Wenn Arabella den verfluchten Schattenkönig Felix Osiris nicht heiratet, droht dieser, ihre Heimat und damit das Königreich ihrer Familie zu zerstören. Allerdings möchte sie alles andere lieber. Gegen ihren Willen wird sie seine Frau und merkt schnell, dass sein ganzes Königreich verflucht ist und dass sie die Einzige ist, die es noch retten kann. Arabella lässt sich darauf ein, Felix zu helfen, jedoch unter der Bedingung, dass sie anschließend gehen darf. Doch je besser die beiden sich kennenlernen, desto deutlicher wird Arabella, dass Felix gar nicht das Monster ist, das sein Äußeres vermuten lässt …

Die Charaktere:

Arabella ist ein durchweg guter Mensch, und auch wenn sie relativ zart wirkt, hat sie es faustdick hinter den Ohren und lässt sich nicht einfach alles gefallen. Sie ist unheimlich sympathisch, und ich fand die Entwicklung ihres Charakters wirklich toll.
Felix wirkt zunächst wie ein Ungeheuer, und einige seiner Aussagen und Handlungen, vor allem zu Beginn, gefielen mir gar nicht. Allerdings macht er eine ganz gute Charakterwandlung durch, und ich fand es super fesselnd davon zu lesen.

Die Umsetzung:

Das Buch sah nach einer tollen Romantasy aus, und ich wurde tatsächlich überrascht, da es mich sehr stark an „Die Schöne und das Biest“ erinnerte. Die Geschichte wird aus der Sicht beider Protagonisten erzählt, und der Schreibstil ist einfach, fließend und sehr bildlich gehalten.
Das Worldbuilding gefiel mir besonders gut: Auf der einen Seite steht das relativ „normale“ Königreich von Arabellas Familie, auf der anderen das komplett eisige Reich des Schattenkönigs. Auch die unterschiedliche Behandlung von Arabella an diesen beiden Orten war sehr kontrastreich und gut dargestellt.
Mein einziger größerer Kritikpunkt ist tatsächlich, dass Felix teilweise wirklich toxisches Verhalten zeigt, was potenziell triggern könnte. Ich habe mich beim Lesen an manchen Stellen selbst etwas getriggert gefühlt.
Die Vorgeschichten der Protagonisten waren hingegen sehr interessant, und wie die beiden sich unfreiwillig immer näherkommen, hatte einen gewissen Reiz. Ich war richtig gefesselt von der Geschichte und vor allem gegen Ende wollte ich unbedingt wissen, ob das Buch einen Cliffhanger hat.
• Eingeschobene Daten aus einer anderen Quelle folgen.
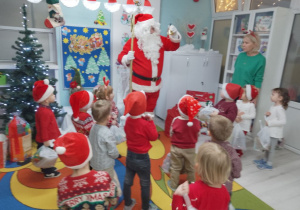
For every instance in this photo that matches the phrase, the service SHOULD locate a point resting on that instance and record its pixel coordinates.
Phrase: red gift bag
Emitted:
(202, 96)
(171, 114)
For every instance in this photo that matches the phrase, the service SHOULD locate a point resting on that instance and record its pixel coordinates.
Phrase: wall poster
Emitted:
(87, 49)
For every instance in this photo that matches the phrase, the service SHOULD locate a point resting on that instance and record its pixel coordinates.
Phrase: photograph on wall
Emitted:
(86, 50)
(263, 46)
(263, 23)
(238, 46)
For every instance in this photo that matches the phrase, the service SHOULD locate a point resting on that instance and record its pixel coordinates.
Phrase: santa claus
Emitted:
(148, 56)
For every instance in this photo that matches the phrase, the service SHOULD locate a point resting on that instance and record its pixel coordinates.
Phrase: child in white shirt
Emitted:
(246, 110)
(275, 120)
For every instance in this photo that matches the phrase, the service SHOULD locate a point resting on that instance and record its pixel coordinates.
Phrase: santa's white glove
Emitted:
(174, 35)
(127, 58)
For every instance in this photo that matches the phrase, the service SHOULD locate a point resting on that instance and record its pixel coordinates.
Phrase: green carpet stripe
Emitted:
(243, 199)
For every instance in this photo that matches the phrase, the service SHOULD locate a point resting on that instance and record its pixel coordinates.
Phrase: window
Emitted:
(261, 4)
(291, 71)
(220, 37)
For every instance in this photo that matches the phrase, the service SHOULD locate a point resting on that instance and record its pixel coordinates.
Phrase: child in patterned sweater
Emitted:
(84, 189)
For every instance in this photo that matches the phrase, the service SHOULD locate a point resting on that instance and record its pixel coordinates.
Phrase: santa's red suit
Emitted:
(146, 72)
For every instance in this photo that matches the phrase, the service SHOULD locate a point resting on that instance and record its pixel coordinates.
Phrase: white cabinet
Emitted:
(273, 26)
(187, 71)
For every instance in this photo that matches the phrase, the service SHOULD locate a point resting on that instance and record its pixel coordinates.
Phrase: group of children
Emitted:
(94, 146)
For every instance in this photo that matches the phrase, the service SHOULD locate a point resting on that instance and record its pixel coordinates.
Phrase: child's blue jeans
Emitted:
(137, 164)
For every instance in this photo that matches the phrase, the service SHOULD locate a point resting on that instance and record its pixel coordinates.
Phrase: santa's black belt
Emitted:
(153, 79)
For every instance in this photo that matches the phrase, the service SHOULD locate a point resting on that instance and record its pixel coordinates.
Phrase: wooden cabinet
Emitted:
(187, 71)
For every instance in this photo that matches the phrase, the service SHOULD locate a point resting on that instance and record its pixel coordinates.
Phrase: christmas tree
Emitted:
(101, 75)
(100, 19)
(92, 67)
(103, 58)
(29, 68)
(70, 63)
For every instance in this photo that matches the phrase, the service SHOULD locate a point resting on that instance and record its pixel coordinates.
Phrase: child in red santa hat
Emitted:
(184, 133)
(83, 189)
(46, 126)
(246, 110)
(80, 102)
(227, 105)
(139, 131)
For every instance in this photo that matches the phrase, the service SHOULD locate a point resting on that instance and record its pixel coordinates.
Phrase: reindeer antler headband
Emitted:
(106, 82)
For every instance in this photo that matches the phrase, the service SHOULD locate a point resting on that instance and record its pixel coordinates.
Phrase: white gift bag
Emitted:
(238, 137)
(44, 157)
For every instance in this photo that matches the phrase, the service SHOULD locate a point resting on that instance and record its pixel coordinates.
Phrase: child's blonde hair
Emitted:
(220, 127)
(102, 93)
(255, 39)
(214, 163)
(101, 109)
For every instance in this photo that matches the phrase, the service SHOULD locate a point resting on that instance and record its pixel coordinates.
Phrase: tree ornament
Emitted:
(55, 17)
(70, 3)
(112, 5)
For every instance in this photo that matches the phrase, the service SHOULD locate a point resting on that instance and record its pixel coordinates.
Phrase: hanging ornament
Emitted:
(191, 27)
(91, 4)
(70, 3)
(112, 5)
(147, 7)
(130, 6)
(190, 34)
(34, 1)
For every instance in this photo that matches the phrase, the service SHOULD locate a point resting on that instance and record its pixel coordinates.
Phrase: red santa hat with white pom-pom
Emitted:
(135, 103)
(42, 90)
(74, 150)
(232, 91)
(188, 107)
(79, 101)
(251, 92)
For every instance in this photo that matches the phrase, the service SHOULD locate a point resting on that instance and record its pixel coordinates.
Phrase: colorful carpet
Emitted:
(24, 187)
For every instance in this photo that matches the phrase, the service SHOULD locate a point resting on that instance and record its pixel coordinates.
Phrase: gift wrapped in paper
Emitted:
(3, 150)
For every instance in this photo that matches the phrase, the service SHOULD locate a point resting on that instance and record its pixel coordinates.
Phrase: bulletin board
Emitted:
(87, 49)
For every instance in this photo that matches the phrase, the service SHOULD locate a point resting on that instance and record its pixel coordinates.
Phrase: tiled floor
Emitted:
(280, 187)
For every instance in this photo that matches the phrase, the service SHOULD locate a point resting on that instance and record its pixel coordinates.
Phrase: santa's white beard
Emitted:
(150, 44)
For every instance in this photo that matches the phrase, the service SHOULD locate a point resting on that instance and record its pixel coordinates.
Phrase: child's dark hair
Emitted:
(283, 92)
(100, 110)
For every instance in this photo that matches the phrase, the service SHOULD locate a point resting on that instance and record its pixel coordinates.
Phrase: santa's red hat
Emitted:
(80, 100)
(135, 103)
(232, 91)
(41, 90)
(188, 107)
(251, 92)
(73, 149)
(143, 21)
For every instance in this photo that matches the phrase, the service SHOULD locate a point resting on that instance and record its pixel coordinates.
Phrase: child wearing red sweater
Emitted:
(213, 166)
(227, 106)
(139, 132)
(46, 126)
(185, 130)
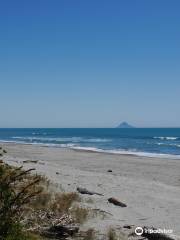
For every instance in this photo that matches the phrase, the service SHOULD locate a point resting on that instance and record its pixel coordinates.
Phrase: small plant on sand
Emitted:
(14, 195)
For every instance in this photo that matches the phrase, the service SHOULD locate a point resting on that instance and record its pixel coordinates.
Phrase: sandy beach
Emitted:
(149, 186)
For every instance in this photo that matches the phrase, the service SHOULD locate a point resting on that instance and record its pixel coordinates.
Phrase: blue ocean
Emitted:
(152, 142)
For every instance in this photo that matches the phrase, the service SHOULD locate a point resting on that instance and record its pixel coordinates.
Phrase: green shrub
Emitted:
(14, 194)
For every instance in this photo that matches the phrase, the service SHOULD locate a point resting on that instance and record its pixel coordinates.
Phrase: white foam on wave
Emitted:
(98, 150)
(166, 138)
(64, 139)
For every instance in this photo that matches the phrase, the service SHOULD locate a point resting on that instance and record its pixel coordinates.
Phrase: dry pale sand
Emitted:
(149, 186)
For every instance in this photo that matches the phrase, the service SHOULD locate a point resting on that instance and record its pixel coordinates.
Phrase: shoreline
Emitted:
(98, 150)
(149, 186)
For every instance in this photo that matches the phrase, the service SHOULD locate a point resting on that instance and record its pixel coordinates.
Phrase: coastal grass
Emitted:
(28, 202)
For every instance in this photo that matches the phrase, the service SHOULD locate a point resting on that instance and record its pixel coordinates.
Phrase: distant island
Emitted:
(124, 125)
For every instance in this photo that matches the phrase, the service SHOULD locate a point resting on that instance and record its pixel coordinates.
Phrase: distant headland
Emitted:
(125, 125)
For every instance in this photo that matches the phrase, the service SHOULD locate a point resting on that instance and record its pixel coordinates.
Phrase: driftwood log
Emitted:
(60, 231)
(116, 202)
(157, 235)
(85, 191)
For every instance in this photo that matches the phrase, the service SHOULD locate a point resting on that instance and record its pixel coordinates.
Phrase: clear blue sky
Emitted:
(80, 63)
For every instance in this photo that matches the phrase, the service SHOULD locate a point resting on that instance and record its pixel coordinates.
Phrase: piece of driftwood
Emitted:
(116, 202)
(60, 231)
(157, 235)
(85, 191)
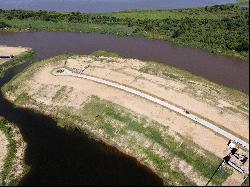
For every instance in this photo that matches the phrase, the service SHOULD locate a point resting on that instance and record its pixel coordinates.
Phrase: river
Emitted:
(98, 6)
(69, 157)
(227, 71)
(61, 157)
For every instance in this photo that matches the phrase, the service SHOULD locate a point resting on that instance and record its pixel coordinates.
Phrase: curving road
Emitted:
(79, 74)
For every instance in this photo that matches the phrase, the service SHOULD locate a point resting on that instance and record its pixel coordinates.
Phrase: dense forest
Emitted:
(221, 29)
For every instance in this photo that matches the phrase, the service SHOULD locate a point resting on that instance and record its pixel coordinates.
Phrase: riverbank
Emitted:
(24, 54)
(124, 122)
(212, 29)
(12, 167)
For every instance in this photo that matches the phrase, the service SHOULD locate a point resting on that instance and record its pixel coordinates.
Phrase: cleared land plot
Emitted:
(179, 150)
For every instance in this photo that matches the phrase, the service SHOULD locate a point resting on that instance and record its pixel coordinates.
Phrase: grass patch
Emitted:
(22, 98)
(164, 167)
(246, 182)
(11, 150)
(220, 29)
(16, 61)
(220, 176)
(205, 165)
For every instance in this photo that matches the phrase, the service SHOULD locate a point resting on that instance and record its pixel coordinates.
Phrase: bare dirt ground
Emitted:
(7, 51)
(45, 88)
(3, 149)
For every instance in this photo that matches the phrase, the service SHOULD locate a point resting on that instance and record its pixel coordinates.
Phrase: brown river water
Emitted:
(105, 5)
(60, 157)
(227, 71)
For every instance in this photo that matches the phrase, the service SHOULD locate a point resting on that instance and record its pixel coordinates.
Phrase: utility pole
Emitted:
(214, 173)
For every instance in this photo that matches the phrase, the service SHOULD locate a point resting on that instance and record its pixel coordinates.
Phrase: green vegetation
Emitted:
(15, 61)
(150, 142)
(243, 1)
(11, 149)
(7, 176)
(220, 29)
(246, 182)
(4, 25)
(22, 97)
(106, 114)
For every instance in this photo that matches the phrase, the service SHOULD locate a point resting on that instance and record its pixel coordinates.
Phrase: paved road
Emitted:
(77, 73)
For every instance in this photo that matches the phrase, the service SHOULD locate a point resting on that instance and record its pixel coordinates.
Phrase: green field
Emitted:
(219, 29)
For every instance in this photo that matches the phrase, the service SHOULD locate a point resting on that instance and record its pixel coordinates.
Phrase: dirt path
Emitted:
(213, 127)
(61, 91)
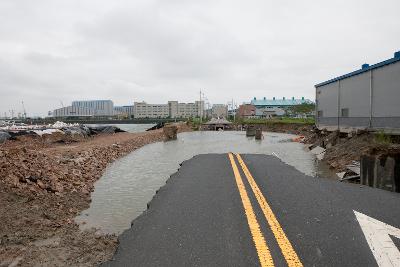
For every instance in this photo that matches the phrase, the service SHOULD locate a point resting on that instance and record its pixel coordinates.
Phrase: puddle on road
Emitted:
(130, 183)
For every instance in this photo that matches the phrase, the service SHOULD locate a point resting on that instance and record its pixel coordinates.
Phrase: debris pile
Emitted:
(57, 132)
(170, 132)
(44, 185)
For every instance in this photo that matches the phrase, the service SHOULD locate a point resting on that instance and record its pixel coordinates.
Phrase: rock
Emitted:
(41, 184)
(14, 180)
(170, 132)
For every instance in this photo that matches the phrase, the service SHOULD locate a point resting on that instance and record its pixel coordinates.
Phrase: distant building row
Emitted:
(173, 109)
(103, 108)
(267, 108)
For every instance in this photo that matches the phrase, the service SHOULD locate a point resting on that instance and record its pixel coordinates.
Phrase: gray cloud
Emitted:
(157, 50)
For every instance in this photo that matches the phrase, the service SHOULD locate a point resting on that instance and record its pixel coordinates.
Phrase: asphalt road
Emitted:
(219, 210)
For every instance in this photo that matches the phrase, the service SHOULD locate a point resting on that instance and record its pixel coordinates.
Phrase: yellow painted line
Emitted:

Und nein, hat es tatsächlich nicht, was ich sehr mochte.

Mein Fazit:

Ich habe diese an Die Schöne und das Biest angelehnte Geschichte sehr gerne gelesen. Abgesehen von dem manchmal etwas toxischen Verhalten des Protagonisten fand ich die Story richtig gut und war wie gebannt von der Handlung. Das Buch bekommt 4 von 5 Sterne von mir.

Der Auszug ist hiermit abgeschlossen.